After a year where nothing went right for The Inferno (Holy Roman Emperor), trainer Cliff Brown is looking for his smart sprinter to bounce back in 2023.
The former star Singapore sprinter will resume in the A$500,000 The Country Discovery (1100m) at Geelong on Good Friday.
Brown believes The Inferno can get back to the form he showed in his first Australian campaign in the spring of 2021.
During that preparation, he won the Gr.2 McEwen Stakes and then finished second in the Gr.1 Moir Stakes, where he was just beaten by Wild Ruler (Snitzel) at The Valley.
After finishing 10th in The Everest, he was spelled, before resuming in the 2022 Black Caviar Lightning, when things started to go wrong.
The Inferno finished eighth, but almost fell after they had travelled 200m when Profiteer (Capitalist) cut across him.

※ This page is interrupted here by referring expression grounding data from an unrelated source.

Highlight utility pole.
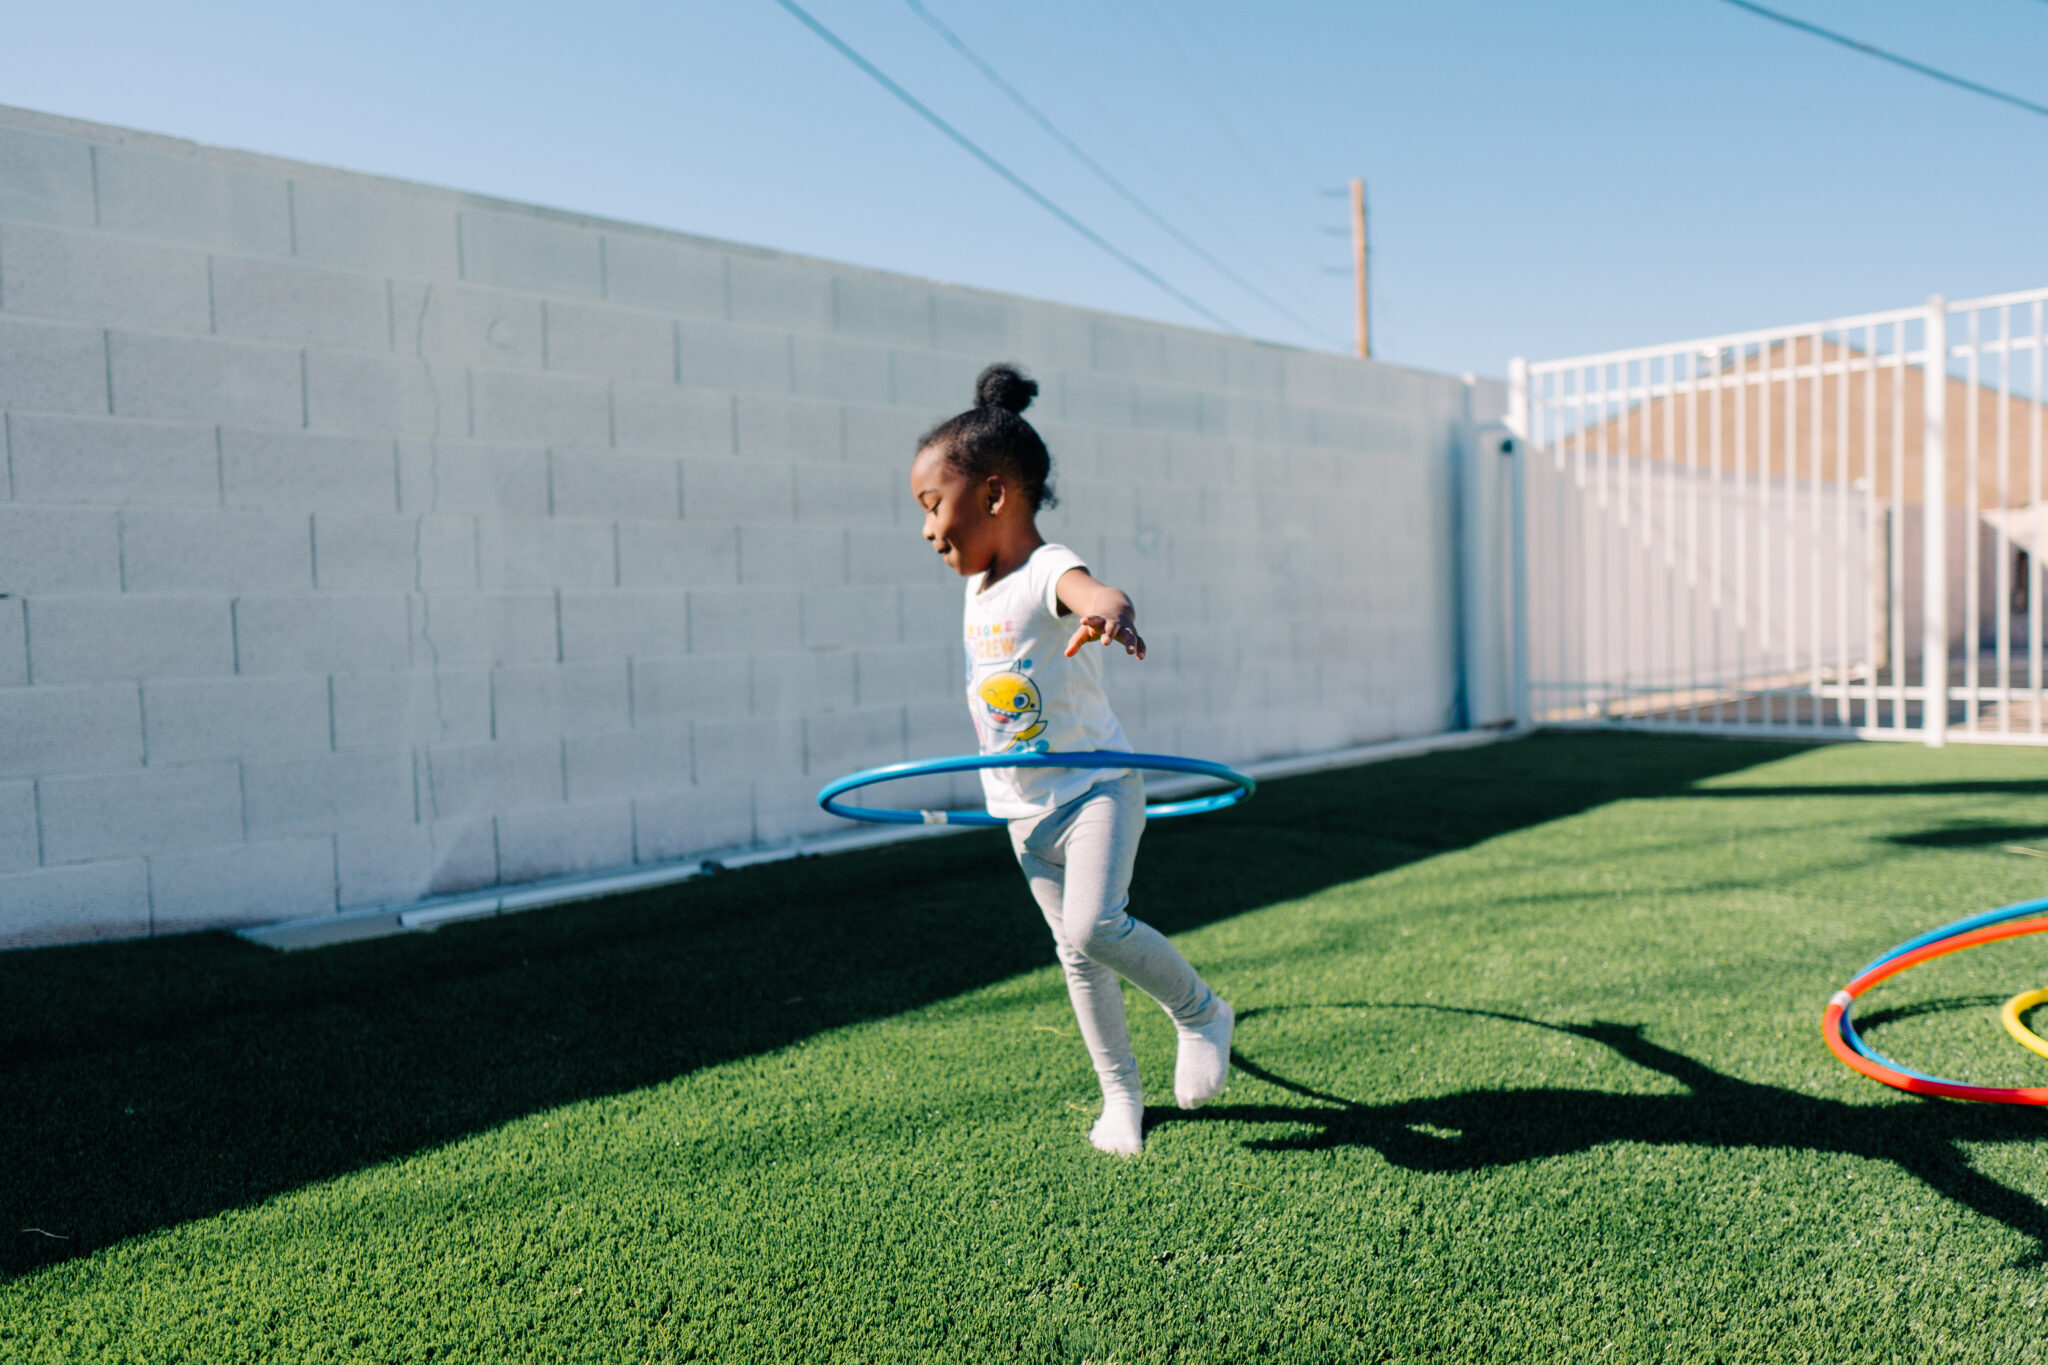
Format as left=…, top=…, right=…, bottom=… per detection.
left=1350, top=177, right=1370, bottom=359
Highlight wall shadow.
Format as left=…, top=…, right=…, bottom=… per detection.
left=1689, top=782, right=2048, bottom=800
left=2, top=732, right=1792, bottom=1277
left=1889, top=824, right=2048, bottom=849
left=1152, top=1003, right=2048, bottom=1264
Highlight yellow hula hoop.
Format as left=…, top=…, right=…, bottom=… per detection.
left=2001, top=987, right=2048, bottom=1062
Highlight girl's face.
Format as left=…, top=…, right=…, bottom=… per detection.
left=911, top=443, right=1002, bottom=578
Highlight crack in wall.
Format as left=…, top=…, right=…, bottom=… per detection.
left=412, top=284, right=451, bottom=833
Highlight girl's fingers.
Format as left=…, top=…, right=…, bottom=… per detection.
left=1065, top=615, right=1145, bottom=659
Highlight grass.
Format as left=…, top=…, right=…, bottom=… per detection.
left=10, top=732, right=2048, bottom=1361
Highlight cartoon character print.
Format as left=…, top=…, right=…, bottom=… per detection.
left=974, top=661, right=1049, bottom=753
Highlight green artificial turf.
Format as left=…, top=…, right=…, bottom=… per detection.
left=10, top=732, right=2048, bottom=1362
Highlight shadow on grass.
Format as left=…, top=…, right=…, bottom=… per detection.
left=1857, top=994, right=2007, bottom=1029
left=2, top=732, right=1798, bottom=1277
left=1158, top=1002, right=2048, bottom=1265
left=1889, top=824, right=2048, bottom=849
left=1690, top=783, right=2048, bottom=800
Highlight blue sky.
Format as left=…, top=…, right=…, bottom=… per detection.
left=3, top=0, right=2045, bottom=378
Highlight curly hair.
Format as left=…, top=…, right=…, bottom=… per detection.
left=915, top=362, right=1058, bottom=512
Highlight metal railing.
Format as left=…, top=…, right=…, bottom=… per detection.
left=1510, top=287, right=2048, bottom=747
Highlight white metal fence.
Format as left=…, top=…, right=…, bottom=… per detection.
left=1510, top=287, right=2048, bottom=746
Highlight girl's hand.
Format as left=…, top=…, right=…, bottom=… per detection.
left=1065, top=614, right=1146, bottom=660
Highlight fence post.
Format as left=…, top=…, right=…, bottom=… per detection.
left=1507, top=357, right=1531, bottom=729
left=1923, top=297, right=1948, bottom=747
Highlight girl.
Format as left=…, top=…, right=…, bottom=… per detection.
left=911, top=362, right=1234, bottom=1157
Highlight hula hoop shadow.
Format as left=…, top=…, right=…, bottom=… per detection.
left=817, top=750, right=1255, bottom=826
left=1149, top=1002, right=2048, bottom=1265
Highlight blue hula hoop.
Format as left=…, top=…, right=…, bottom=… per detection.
left=816, top=750, right=1256, bottom=827
left=1836, top=893, right=2048, bottom=1083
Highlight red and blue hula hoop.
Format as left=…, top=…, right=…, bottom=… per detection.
left=1825, top=893, right=2048, bottom=1104
left=816, top=750, right=1255, bottom=827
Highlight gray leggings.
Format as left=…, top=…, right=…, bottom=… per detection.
left=1008, top=772, right=1214, bottom=1095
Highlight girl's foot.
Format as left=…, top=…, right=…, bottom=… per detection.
left=1088, top=1087, right=1144, bottom=1156
left=1175, top=998, right=1234, bottom=1108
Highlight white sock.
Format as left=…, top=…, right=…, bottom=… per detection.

“He had his legs virtually taken out from underneath him and, to be fair, from that moment I chased my tail the whole autumn,” Brown said.
The Inferno’s best performance last spring was his first-up fourth in the McEwen Stakes, before he finished 11th in the Moir Stakes and last in the VRC Champions Sprint.
“His three runs during the spring were on rain-affected tracks, which he doesn’t like,” Brown said.
Brown was pleased with the six-year-old gelding’s recent jumpout at Mornington.
“It was a soft trial and he’ll have another one before The Discovery,” he said.
The Inferno ran in the inaugural Country Discovery last year at Sale, where he finished seventh behind In The Boat (Nostradamus).
Originally purchased out of Westbury Stud’s 2018 New Zealand Bloodstock Book 1 draft, The Inferno came across with Cliff Brown when he relocated back to Victoria in 2021 from Singapore, where he had won eight of his first nine starts and was second on the other occasion.